Левенхерц и Драккен взлетели по ступеням наверх и бросились на мертвеца.

Левенхерц бежал первым и опережал Драккена. Он взмахнул молотом, но от первого удара его противник как-то умудрился уйти, а когда молот Левенхерца пошел обратно, блокировал его и сбросил Волка с постамента ударом в живот.

Развернувшись, даже не глядя, словно и без того точно знал, где находится все и вся, чернокнижник направил свой удар прямо в ключицу набегавшего на него Драккена. Молодой Волк взвыл и упал на пол.

Баракос стоял над корчащимся от боли храмовником, словно размышляя, как его лучше прикончить. Мертвец мечтательно рассмеялся — его смех был вязким, как сироп. Потом он поднял взгляд.

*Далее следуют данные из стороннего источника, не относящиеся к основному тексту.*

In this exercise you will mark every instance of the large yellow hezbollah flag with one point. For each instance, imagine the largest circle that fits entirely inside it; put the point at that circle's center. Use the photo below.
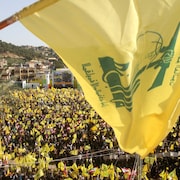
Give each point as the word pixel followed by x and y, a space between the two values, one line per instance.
pixel 125 55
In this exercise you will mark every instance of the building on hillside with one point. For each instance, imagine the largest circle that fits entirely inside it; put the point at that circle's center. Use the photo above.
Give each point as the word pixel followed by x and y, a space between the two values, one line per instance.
pixel 5 74
pixel 3 63
pixel 62 78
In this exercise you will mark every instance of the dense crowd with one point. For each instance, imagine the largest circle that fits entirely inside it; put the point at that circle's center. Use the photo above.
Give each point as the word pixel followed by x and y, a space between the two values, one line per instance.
pixel 56 134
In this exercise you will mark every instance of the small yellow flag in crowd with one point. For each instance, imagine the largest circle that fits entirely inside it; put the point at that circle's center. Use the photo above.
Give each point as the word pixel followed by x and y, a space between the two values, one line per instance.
pixel 126 56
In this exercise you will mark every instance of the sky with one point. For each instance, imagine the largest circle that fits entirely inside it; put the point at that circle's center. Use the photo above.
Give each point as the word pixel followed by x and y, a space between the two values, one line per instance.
pixel 16 33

На верхней ступени стоял Грубер.

— Снова ты, старый рыцарь, — произнес чернокнижник с лицом старинного друга.

— Надо было тебя прикончить в подземелье.

— Нельзя убить то, что не живет. — Голос Баракоса был сухим и хриплым, но в нем была какая-то нечеловеческая, рокочущая глубина, он глотал концы слов, словно их заглушала вековая плесень.

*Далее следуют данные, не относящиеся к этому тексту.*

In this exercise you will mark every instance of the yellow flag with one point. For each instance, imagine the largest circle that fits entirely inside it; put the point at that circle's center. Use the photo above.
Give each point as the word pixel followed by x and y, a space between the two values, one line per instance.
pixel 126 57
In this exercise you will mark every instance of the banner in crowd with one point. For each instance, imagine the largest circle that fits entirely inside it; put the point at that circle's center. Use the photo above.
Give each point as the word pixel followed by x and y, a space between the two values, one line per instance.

Молоты взлетели над головами. Грубер встретил атаку монстра с несдерживаемой яростью. Монстр еле удержал молот в руках. Оружие двумя сверкающими кругами замелькало в воздухе, свист тяжелых металлических снарядов прерывался глухим стуком встречающихся рукоятей.

Грубер ушел влево, присел под молотом мертвого чернокнижника и отчаянно ударил его в бедро. Казалось, тварь даже не почувствовала этого, даже не шевельнулась. Она приняла следующий удар Грубера на центр рукояти, а потом пнула его ногой. Грубер отлетел назад, согнувшись, а чернокнижник крутанулся вокруг своей оси и мощным, неудержимым ударом сбросил воина с лестницы. Рыцарь отскочил от каменных ступеней, его доспехи треснули в нескольких местах. Грубер скатился вниз и замер без движения.

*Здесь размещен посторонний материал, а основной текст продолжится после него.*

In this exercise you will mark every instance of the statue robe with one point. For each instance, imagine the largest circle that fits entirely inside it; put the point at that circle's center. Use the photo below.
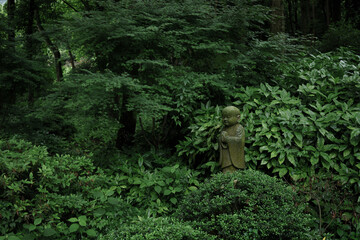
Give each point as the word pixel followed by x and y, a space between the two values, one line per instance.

Тварь стояла на краю своего каменного постамента и хохотала над упавшим Грубером, когда удар молота Ганса отбросил ее к трону. Прогнившие ремни лопнули, и левый набедренник с лязгом отлетел в сторону. Кольчуга под ним проржавела, из-под нее сочилась черная маслянистая жижа, которую источал разлагавшийся труп Эйнхольта.

Ганс снова кинулся на мертвеца, стараясь добежать до него прежде, чем он поднимется на ноги — тот сумел только поднять руку, чтобы отгородиться от удара Ганса. Волк ударил его по кисти, сорвав потемневшую латную перчатку. Несколько пальцев отлетело прочь вместе с брызгами черной гнилой жидкости и звеньями рассыпавшегося кольчужного плетения.

Ганс взревел, как матерый волк, занося свой молот для очередного удара. Он почувствовал вкус победы, она была так…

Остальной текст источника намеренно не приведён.